Başımıza gelenler senaryosundan sekiz sahne işte bunlar. Deyin hele, hangisi oynanmadı Türkiyemiz’de? “Ordumuz duruyor” diyorsunuz, öyle mi? Evet duruyor ordumuz, orda öylece duruyor, eli kolu bağlı.
Ülkemizde araştırmacı-yazar denilince akla gelen 4-5 isimden biri olan değerli Erol Bilbilik’in Dama Yayınları arasından çıkan “Dış İlişkiler Konseyi CFR/Türk Bilderbergleri” adlı son kitabını okuduğunuzda; küresel sömürü dalaverelerinin içyüzünü öğrenebiliyorsunuz yeterli netlik ve ayrıntıda. Ta II. Dünya Savaşı sonrasında, “Dünyanın bütün ülkelerinde kamu ekonomisinin önünün kesilmesini, tüketim ekonomisinin teşvik edilmesini ve ABD çıkarlarına bekçilik edecek ABD kumandalı demokrasilerin geliştirilmesini” istemişler. ABD’nin tam bir “Klinik Vaka” olan eski başkanı Bush’un, 2002 tarihli stratejisi, bütün bunların devamı niteliğinde. Dünyadaki tüm ülkelerin NATO ve AB’ye üye ülkelerle işbirliği yapmasının şart olarak dayatılmasını, ABD yayılmacılığına direnen ülkelerin bertaraf edilmesini, Müslüman ülkelerde ılımlı İslâm’ı benimsemiş hükümetlerin işbaşına getirilmesini öngörmekte.

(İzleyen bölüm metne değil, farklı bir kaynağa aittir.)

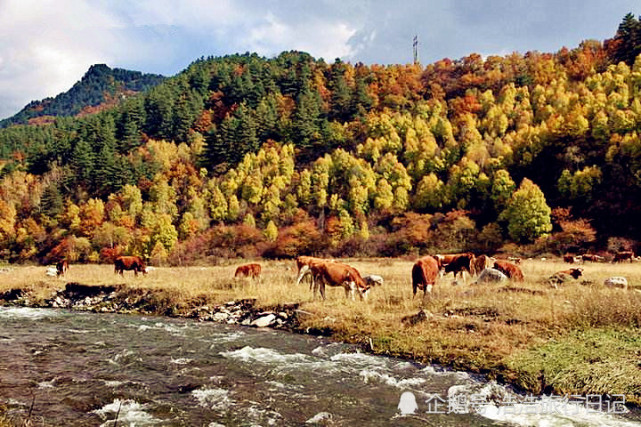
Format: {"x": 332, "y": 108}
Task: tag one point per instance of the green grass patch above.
{"x": 595, "y": 361}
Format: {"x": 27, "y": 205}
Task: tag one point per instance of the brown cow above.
{"x": 574, "y": 272}
{"x": 591, "y": 258}
{"x": 303, "y": 263}
{"x": 134, "y": 263}
{"x": 482, "y": 262}
{"x": 460, "y": 264}
{"x": 62, "y": 267}
{"x": 510, "y": 270}
{"x": 424, "y": 273}
{"x": 623, "y": 256}
{"x": 337, "y": 274}
{"x": 561, "y": 277}
{"x": 248, "y": 270}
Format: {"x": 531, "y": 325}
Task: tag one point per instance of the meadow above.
{"x": 581, "y": 338}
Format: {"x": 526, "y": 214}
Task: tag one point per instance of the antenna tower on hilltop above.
{"x": 415, "y": 49}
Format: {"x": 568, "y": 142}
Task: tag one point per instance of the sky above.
{"x": 47, "y": 45}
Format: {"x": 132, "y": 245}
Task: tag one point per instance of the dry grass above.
{"x": 508, "y": 331}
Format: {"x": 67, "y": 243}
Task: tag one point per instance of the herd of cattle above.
{"x": 425, "y": 271}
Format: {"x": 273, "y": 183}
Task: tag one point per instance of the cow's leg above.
{"x": 427, "y": 294}
{"x": 304, "y": 269}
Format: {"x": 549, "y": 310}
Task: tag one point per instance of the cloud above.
{"x": 47, "y": 45}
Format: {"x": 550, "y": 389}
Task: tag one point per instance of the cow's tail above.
{"x": 417, "y": 278}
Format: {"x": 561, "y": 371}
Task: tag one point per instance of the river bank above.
{"x": 580, "y": 339}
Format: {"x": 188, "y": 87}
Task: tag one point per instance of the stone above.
{"x": 264, "y": 321}
{"x": 221, "y": 317}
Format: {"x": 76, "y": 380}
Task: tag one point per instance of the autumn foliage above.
{"x": 242, "y": 156}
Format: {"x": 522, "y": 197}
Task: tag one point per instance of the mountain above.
{"x": 246, "y": 156}
{"x": 100, "y": 87}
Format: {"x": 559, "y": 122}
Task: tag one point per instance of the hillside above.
{"x": 101, "y": 85}
{"x": 248, "y": 156}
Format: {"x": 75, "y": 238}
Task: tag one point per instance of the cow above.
{"x": 490, "y": 275}
{"x": 134, "y": 263}
{"x": 564, "y": 276}
{"x": 591, "y": 258}
{"x": 337, "y": 274}
{"x": 373, "y": 280}
{"x": 460, "y": 264}
{"x": 303, "y": 263}
{"x": 248, "y": 270}
{"x": 512, "y": 271}
{"x": 424, "y": 273}
{"x": 482, "y": 262}
{"x": 574, "y": 272}
{"x": 62, "y": 267}
{"x": 623, "y": 256}
{"x": 616, "y": 282}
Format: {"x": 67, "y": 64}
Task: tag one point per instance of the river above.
{"x": 62, "y": 367}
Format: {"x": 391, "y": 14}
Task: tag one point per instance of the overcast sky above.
{"x": 47, "y": 45}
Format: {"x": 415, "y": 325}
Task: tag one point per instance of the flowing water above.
{"x": 71, "y": 368}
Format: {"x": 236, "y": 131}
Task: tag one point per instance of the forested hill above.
{"x": 246, "y": 156}
{"x": 101, "y": 85}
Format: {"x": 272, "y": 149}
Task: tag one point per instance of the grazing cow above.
{"x": 62, "y": 267}
{"x": 482, "y": 262}
{"x": 512, "y": 271}
{"x": 248, "y": 270}
{"x": 424, "y": 273}
{"x": 564, "y": 276}
{"x": 460, "y": 264}
{"x": 373, "y": 280}
{"x": 134, "y": 263}
{"x": 337, "y": 274}
{"x": 490, "y": 275}
{"x": 591, "y": 258}
{"x": 574, "y": 272}
{"x": 623, "y": 256}
{"x": 616, "y": 282}
{"x": 304, "y": 263}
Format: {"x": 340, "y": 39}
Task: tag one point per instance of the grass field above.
{"x": 578, "y": 339}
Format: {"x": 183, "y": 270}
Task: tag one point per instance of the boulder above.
{"x": 264, "y": 321}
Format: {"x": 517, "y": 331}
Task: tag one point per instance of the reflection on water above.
{"x": 88, "y": 369}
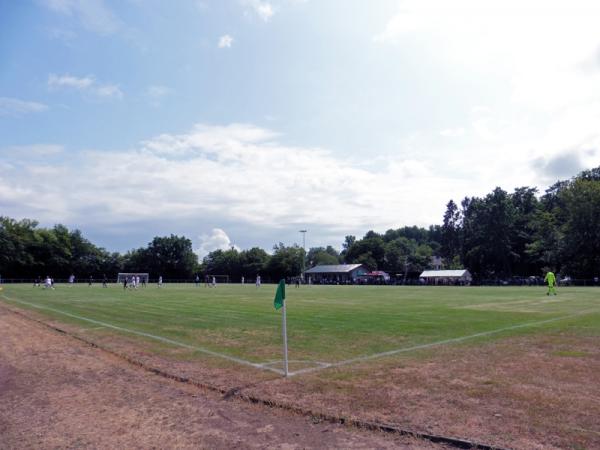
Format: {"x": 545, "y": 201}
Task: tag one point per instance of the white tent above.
{"x": 460, "y": 276}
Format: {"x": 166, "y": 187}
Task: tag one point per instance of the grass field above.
{"x": 327, "y": 325}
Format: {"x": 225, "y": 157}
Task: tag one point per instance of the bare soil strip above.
{"x": 59, "y": 393}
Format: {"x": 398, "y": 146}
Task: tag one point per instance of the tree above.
{"x": 253, "y": 261}
{"x": 322, "y": 256}
{"x": 285, "y": 262}
{"x": 171, "y": 257}
{"x": 581, "y": 229}
{"x": 450, "y": 232}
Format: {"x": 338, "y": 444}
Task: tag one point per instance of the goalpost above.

Türkiye’nin asıl düşmanının ABD ve AB olduğuna hâlâ inanmayan soğuk savaş kafalı muhteremler, bütün bunlara ne buyururlar acaba?
Erol Bilbilik, tüm Ulusalcı Türklerin kesinlikle okuması gereken bu eserinde, çoğu “hızır” diye takdim edilen “hınzır” ve “muzır” Türk Bilderberglerinin karanlık geçmişleri ve kirli sicillerini de açığa çıkarıyor.
Türk Milleti, milliyetçiliği kendisine en büyük engel olarak gören bu CFR çemberini bir huruç harekatı ile yarmazsa, biz asla iflah olmayız ve bir araya gelmez iki yakamız.